Non è un documento approssimativo, non è stato scritto a suo tempo in fretta e furia. In quelle ventisette pagine, un preambolo, dodici capitoli, 81 articoli, quel documento, conosciuto come Convenzione di Istanbul, firmato dal Consiglio d’Europa nel 2011 ed entrato in vigore tre anni dopo, rigo per rigo, parola per parola, riconosce ciò che in molte parti del mondo non è scontato: il diritto delle donne di non essere stuprate, torturate, schiavizzate, lapidate, uccise. Un diritto umano universale, di civiltà.

Prevede la prevenzione, sanzioni e il sostegno alle donne vittime di violenza, il risarcimento danni in sede civile, il divieto del matrimonio forzato imposto ad adulte e bambine, la lotta alla violenza psicologica e fisica, allo stalking, alla violenza sessuale, alle mutilazioni genitali femminili, alle molestie sessuali. “La cultura, gli usi e costumi, la religione, le tradizioni o il cosiddetto ‘onore’ non possano essere addotti come scusa per giustificare tali atti”. E ancora: “I bisogni dei bambini testimoni di ogni forma di violenza rientrano nel campo di applicazione della Convenzione”. Il documento contrasta ogni discriminazione di genere (genere, una parola che “terrorizza” la destra).
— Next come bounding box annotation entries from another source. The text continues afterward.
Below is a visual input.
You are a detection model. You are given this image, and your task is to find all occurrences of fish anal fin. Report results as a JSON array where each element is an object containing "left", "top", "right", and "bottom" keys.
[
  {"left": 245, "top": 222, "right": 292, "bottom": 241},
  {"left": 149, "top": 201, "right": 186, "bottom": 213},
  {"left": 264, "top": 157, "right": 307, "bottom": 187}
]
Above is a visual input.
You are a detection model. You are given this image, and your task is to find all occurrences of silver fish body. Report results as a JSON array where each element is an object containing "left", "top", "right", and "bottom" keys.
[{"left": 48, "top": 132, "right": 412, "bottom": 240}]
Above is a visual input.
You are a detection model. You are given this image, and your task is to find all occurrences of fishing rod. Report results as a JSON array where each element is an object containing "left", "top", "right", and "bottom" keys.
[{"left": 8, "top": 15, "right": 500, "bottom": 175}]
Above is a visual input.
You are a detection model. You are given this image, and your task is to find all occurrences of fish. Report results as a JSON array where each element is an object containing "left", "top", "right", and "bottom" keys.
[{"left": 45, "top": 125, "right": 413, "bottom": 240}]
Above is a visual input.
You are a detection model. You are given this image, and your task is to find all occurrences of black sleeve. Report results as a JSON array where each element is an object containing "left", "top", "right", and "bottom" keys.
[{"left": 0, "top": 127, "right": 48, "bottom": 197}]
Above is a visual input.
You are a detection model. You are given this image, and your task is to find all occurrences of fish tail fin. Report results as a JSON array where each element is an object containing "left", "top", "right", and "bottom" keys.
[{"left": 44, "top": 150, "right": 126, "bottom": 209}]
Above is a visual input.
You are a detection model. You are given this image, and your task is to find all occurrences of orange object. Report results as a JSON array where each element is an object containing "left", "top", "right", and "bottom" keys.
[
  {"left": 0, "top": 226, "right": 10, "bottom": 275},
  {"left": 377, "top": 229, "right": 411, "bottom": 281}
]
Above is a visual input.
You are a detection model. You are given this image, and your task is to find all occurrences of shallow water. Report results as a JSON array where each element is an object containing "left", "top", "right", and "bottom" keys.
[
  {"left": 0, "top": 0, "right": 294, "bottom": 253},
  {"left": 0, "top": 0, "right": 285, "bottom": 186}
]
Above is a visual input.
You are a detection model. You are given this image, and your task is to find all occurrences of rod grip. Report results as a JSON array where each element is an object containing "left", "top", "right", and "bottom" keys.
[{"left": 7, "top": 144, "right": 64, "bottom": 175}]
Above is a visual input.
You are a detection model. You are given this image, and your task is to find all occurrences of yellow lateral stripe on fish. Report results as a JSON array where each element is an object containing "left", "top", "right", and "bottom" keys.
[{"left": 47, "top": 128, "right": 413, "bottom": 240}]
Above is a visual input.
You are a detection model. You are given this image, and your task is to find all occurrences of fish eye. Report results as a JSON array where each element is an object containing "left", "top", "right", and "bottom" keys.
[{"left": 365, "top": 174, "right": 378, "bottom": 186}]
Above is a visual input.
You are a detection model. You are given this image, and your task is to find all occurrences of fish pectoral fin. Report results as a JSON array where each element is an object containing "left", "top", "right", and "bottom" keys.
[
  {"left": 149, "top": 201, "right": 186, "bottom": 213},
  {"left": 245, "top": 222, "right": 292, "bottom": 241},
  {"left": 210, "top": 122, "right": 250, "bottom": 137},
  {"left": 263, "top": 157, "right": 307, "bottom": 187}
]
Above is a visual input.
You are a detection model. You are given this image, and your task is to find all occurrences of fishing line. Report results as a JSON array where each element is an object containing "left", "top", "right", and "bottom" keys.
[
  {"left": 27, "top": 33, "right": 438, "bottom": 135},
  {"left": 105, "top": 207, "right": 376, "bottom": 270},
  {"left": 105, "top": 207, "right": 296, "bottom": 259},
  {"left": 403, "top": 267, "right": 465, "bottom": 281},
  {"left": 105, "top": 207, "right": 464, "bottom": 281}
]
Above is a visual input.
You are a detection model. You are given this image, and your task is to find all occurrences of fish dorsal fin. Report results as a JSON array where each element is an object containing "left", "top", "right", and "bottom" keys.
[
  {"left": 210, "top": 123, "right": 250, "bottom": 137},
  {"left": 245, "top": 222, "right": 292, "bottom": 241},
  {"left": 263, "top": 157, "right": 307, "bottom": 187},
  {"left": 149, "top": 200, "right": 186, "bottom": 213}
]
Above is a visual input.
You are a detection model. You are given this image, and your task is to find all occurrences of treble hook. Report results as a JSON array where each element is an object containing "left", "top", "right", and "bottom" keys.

In conclusione diritti basilari alla vita, alla dignità, all’uguaglianza, alla tutela del corpo e della dignità delle donne, delle bambine e dei bambini.

Matteo Salvini e Giorgia Meloni (Carlo Lanutti, Imagoeconomica)

Ebbene nella votazione di adesione del Parlamento europeo a tale documento, che rappresenta il minimo sindacale per la tutela di genere, la maggior parte dei deputati di Lega e Fratelli d’Italia si sono astenuti, così come tre deputati di Forza Italia. Alessandra Basso e Susanna Ceccardi, della Lega, hanno invece votato contro, pur sapendo che l’Italia aveva sottoscritto la Convenzione il 27 settembre 2012 e il Parlamento aveva autorizzato la ratifica con la legge numero 77/2013. Nonostante loro, la convenzione è stata ratificata in due votazioni separate: 472 favorevoli, 62 contrari e 73 astensioni, per quanto riguarda le istituzioni e la pubblica amministrazione dell’Unione; 464 favorevoli, 81 contrari e 45 astensioni per la cooperazione giudiziaria in materia penale, l’asilo e il non respingimento alle frontiere.

Manifestazione contro Erdogan che ha ritirato la ratifica della Turchia alla Convenzione europea per i diritti delle donne

Una larghissima maggioranza quindi, mentre la destra italiana si è affiancata a Paesi come Bulgaria, Cechia, Lettonia, Lituania e Slovacchia. Due anni fa il governo oscurantista di Erdogan aveva già annunciato di voler ritirare la sua adesione. Secondo il governo turco, la Convenzione di Istanbul sarebbe contraria alle norme dell’Islam e incoraggerebbe divorzio e omosessualità. Sulla stessa linea sin dallo scorso anno erano anche la Polonia e l’Ungheria.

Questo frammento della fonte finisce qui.